PID USER PR NI VIRT RES SHR S %CPU %MEM TIME+ COMMAND
27673 root 15 0 103m 27m 4520 S 77.7 1.3 9:03.79 asterisk
3139 mysql 16 0 114m 33m 3260 S 6.3 1.6 1:49.48 mysqld
25206 root 21 2 5016 3812 1516 S 3.3 0.2 0:00.10 AST_send_action
25224 root 18 2 5020 3816 1516 S 3.0 0.2 0:00.09 AST_send_action
25279 root 20 2 5020 3816 1516 S 3.0 0.2 0:00.09 AST_send_action
25230 root 20 2 5016 3812 1516 S 2.7 0.2 0:00.08 AST_send_action
25242 root 21 2 5020 3816 1516 S 2.7 0.2 0:00.08 AST_send_action
25251 root 22 2 5016 3812 1516 S 2.3 0.2 0:00.07 AST_send_action
25256 root 18 2 5020 3816 1516 S 2.0 0.2 0:00.06 AST_send_action
8531 nobody 16 0 6124 4156 1516 S 1.7 0.2 0:01.62 httpd
3179 nobody 16 0 6108 4148 1532 S 1.3 0.2 0:09.74 httpd
6808 nobody 16 0 6488 4548 1588 S 1.0 0.2 0:11.26 httpd
15227 nobody 16 0 6476 4448 1568 S 1.0 0.2 0:09.76 httpd
27752 root 17 2 4520 3316 1532 S 1.0 0.2 0:01.51 AST_manager_sen
3348 nobody 16 0 5928 3868 1532 S 1.0 0.2 0:02.62 httpd
3349 nobody 16 0 6440 4468 1532 S 1.0 0.2 0:03.11 httpd
1254 root 15 0 0 0 0 S 0.7 0.0 0:14.14 kjournald
14821 root 15 0 4776 3620 1536 S 0.7 0.2 0:06.88 AST_VDauto_dial
15956 nobody 16 0 6488 4536 1568 S 0.7 0.2 0:09.23 httpd
16375 nobody 16 0 6468 4540 1572 S 0.7 0.2 0:08.63 httpd
29954 nobody 15 0 6472 4492 1568 S 0.7 0.2 0:07.76 httpd
30880 nobody 16 0 6476 4536 1568 S 0.7 0.2 0:02.93 httpd
4424 nobody 16 0 5824 3816 1524 S 0.7 0.2 0:01.68 httpd
8698 nobody 15 0 6124 4160 1532 S 0.7 0.2 0:02.29 httpd
19742 nobody 16 0 5820 3764 1524 S 0.7 0.2 0:00.84 httpd
4047 nobody 15 0 6440 4520 1572 S 0.3 0.2 0:07.40 httpd
23663 nobody 16 0 5952 3896 1532 S 0.3 0.2 0:03.58 httpd
27735 root 17 2 5440 4204 1532 S 0.3 0.2 0:00.92 AST_manager_lis
3329 nobody 16 0 6436 4512 1568 S 0.3 0.2 0:01.42 httpd
20569 nobody 16 0 5624 3592 1504 S 0.3 0.2 0:00.14 httpd
24140 root 16 0 2064 1120 836 R 0.3 0.1 0:00.07 top
1 root 16 0 684 252 216 S 0.0 0.0 0:01.50 init
2 root RT 0 0 0 0 S 0.0 0.0 0:00.05 migration/0


Any idea what could be wrong here.
Vijay
 
Posts: 14
Joined: Mon Jul 03, 2006 6:04 pm

Postby Vijay » Sat Sep 23, 2006 2:33 am

Is it something related to memory leakage of asterisk.....
Vijay
 
Posts: 14
Joined: Mon Jul 03, 2006 6:04 pm

Postby mflorell » Sat Sep 23, 2006 7:13 am

Holy &*$%!

a loadavg of 111! I'm suprised your command line was even responding. There could be any number of issues causing this.

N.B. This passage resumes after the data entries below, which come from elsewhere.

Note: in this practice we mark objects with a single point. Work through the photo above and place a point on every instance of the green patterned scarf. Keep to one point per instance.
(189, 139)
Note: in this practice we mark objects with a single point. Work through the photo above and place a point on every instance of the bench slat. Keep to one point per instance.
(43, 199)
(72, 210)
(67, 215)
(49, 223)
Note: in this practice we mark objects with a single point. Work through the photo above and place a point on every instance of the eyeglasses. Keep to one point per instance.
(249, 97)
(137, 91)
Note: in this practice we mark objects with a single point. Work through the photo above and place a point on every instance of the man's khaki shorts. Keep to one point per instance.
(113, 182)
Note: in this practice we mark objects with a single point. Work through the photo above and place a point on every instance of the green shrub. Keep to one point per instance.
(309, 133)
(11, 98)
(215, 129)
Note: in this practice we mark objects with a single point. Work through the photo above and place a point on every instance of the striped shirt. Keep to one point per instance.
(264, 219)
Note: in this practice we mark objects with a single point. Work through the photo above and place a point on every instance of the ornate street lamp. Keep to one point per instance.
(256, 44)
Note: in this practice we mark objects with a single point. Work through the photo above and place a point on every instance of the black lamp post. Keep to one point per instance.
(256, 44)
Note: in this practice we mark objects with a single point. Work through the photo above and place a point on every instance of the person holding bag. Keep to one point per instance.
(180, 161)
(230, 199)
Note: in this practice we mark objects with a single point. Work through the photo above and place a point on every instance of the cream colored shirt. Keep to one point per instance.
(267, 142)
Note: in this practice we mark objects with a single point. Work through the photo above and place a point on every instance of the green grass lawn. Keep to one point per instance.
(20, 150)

Have you tried "show full processlist" in mysql to see if your DB is locked up in some heavy query?

In the Asterisk CLI is it locked in a loop or something?
mflorell
Site Admin
 
Posts: 18335
Joined: Wed Jun 07, 2006 2:45 pm
Location: Florida

Postby Vijay » Sat Sep 23, 2006 8:42 am

Here is the output of sql query
+------+------+-----------------+----------+---------+------+-------+-----------------------+
| Id | User | Host | db | Command | Time | State | Info |
+------+------+-----------------+----------+---------+------+-------+-----------------------+
| 1296 | cron | 127.0.0.1:54018 | asterisk | Sleep | 206 | | NULL |
| 1297 | cron | 127.0.0.1:54020 | asterisk | Sleep | 205 | | NULL |
| 1298 | cron | 127.0.0.1:54022 | asterisk | Sleep | 0 | | NULL |
| 1303 | cron | 127.0.0.1:54030 | asterisk | Sleep | 2 | | NULL |
| 1304 | cron | 127.0.0.1:54031 | asterisk | Sleep | 0 | | NULL |
| 1305 | cron | 127.0.0.1:54032 | asterisk | Sleep | 0 | | NULL |
| 1316 | cron | 127.0.0.1:54046 | asterisk | Sleep | 11 | | NULL |
| 1320 | root | localhost | asterisk | Query | 0 | NULL | show full processlist |
+------+------+-----------------+----------+---------+------+-------+-----------------------+


Even asterisk is not in loop, usually when we are not dialing, the load on server remains as 0.05 or so(in normal cases on other servers), but now it seems any S/w is causing the trouble in this server, in normal state as well its showing a load of 1.25, and with 1 hour of dialing with 6 agents, it is going upto 150, here is the output again of top when no dialing is happening, and even asterisk does not seems to be in any loop, because stopping asterisk also does not bring down load on server, any guess what could be the issue???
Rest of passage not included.